"Je naviguais vers mon espoir", dit le migrant afghan sauvé dans la Manche
L'Afghan repêché sur un radeau lundi au large de Sangatte témoigne dans "Libération" : "Si on m'avait laissé faire, je serais arrivé en Angleterre."
"Si on m'avait laissé faire, je serais arrivé en Angleterre", assure Assef Husseinkhail, migrant afghan de 33 ans, qui a tenté lundi 5 mai la traversée de la Manche sur un radeau de fortune, et que Libération a retrouvé à Calais.
"Il était bien, mon bateau", assure Assef, qui, parti lundi de Calais, a dérivé plusieurs heures au large de Sangatte sur un radeau, avant de se faire intercepter dans l'après-midi par la Société nationale de sauvetage en mer (SNSM). Trois sobres planches de bois pour le cadre, trois autres pour le fond, un bloc de polystyrène enveloppé dans une bâche pour le flotteur, un pied de table et une canne à pêche en guise de mât, et un drap d'hôpital pour la voile, détaille Libération. Le journal précise que l'homme était à genoux sur les planches, en survêtement et bonnet.

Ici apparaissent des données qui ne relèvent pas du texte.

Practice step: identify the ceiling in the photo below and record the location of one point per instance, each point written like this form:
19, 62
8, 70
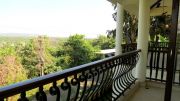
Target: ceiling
132, 6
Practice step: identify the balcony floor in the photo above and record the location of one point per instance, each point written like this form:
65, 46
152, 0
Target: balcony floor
154, 93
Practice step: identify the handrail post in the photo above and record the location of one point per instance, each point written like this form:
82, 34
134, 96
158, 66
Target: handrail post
142, 41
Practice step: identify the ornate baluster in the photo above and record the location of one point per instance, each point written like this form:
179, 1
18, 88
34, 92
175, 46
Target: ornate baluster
66, 86
23, 97
83, 78
41, 95
54, 90
75, 82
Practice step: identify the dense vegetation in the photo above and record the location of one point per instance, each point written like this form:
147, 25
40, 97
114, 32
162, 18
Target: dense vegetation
33, 57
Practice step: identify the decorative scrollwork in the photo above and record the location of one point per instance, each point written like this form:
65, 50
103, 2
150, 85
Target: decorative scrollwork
41, 95
23, 97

"Ah ! Si j'étais arrivé !"
Assef Husseinkhail affirme qu'il était "content" sur son bateau. "Je naviguais vers mon espoir. Je m'imaginais déjà arriver. J'avais avancé jusqu'à la mer sombre. J'avais de l'eau jusqu'aux genoux et je disais des poèmes", raconte-t-il au quotidien. Il poursuit : "Je sais nager. Mon bateau n'aurait pas pu se renverser, je l'ai testé avant de le mettre à l'eau. J'ai mis vingt jours à le fabriquer. Un jour je ramassais un clou, un autre un morceau de bois. J'allais tous les jours à la plage pour construire mon bateau. Je l'avais bien caché. Les autres me traitaient de fou. Ils me disaient : 'Ne pars pas'. J'étais déterminé. Ah ! Si j'étais arrivé !"

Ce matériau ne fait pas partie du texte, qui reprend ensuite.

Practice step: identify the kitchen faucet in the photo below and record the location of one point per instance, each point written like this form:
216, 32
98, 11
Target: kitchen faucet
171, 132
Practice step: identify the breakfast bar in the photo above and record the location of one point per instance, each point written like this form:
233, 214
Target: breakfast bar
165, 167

"Il était au large de Sangatte, à 2 milles [3,6 km] des côtes, dans le chenal d'accès des car-ferries", a indiqué à Libération Bernard Barron, président de la SNSM locale. "La mer était très calme, heureusement. L'eau est à 12 degrés. A cette température, on s'endort au bout d'une demi-heure dans l'eau", souligne le sauveteur.
"Tout le monde me dit que c'était dangereux, que j'ai risqué ma vie. Mais, moi, je suis en danger tous les jours ! Ce n'est pas dangereux de vivre ici ?" demande Assef, qui erre entre Asie et Europe depuis quatorze ans, en montrant le campement de tentes et de bâches où près de 200 Afghans vivent face au port. Depuis lundi, "dans les locaux du Secours catholique, les bénévoles veulent être pris en photo avec lui", écrit Libération, à qui Assef a confié : "J'aimerais bien recommencer. Mais je sais qu'ils ne me laisseront pas."